Twitter urges all its more than 330 million users to immediately change their passwords after an error exposed them in plain text. While the Twitter investigation showed that there was no evidence of a violation or incorrect use of unmasked passwords, the company recommends that users change their Twitter passwords for "a lot of caution," both on the site and Anywhere else they may have used that password, which includes third-party applications like Twitterrific and TweetDeck.
According to Twitter the error occurred due to a problem in the hash process that masks the passwords replacing them with a random string of characters that are stored in the Twitter system. But due to an error with the system, apparently the passwords were saved in plain text in an internal registry, instead of masking them with the hash process. Twitter claims to have found the error itself and removed the passwords, in addition to working to ensure that similar problems do not recur.
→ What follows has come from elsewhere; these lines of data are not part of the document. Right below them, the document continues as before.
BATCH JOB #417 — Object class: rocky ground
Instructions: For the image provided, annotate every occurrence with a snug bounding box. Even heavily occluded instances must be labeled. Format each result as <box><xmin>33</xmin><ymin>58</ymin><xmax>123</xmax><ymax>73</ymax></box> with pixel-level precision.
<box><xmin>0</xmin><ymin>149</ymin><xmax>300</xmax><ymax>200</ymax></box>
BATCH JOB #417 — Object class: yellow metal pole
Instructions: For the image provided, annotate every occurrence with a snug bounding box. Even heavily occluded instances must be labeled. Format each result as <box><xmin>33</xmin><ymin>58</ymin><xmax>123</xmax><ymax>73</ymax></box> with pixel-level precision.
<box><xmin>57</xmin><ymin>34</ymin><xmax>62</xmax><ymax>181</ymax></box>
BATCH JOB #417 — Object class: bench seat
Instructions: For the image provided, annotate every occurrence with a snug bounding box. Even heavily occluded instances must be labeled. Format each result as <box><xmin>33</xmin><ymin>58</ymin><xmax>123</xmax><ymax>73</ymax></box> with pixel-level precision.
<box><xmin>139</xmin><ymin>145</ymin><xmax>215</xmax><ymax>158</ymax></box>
We recently encountered an error that stored the unmasked passwords in an internal register. We solve the error and we have no indication of non-compliance or misuse by anyone. As a precautionary measure, consider changing your password in all the services in which you have used this password. https://t.co/RyEDvQOTaZ
– Twitter Support (@TwitterSupport) May 3, 2018
Twitter has not revealed how many user passwords may have been compromised or how long the error was. expose passwords before it finds and solved the problem. But the fact that the company requires the entire user base to change its passwords indicates that it would appear to be a significant number of users.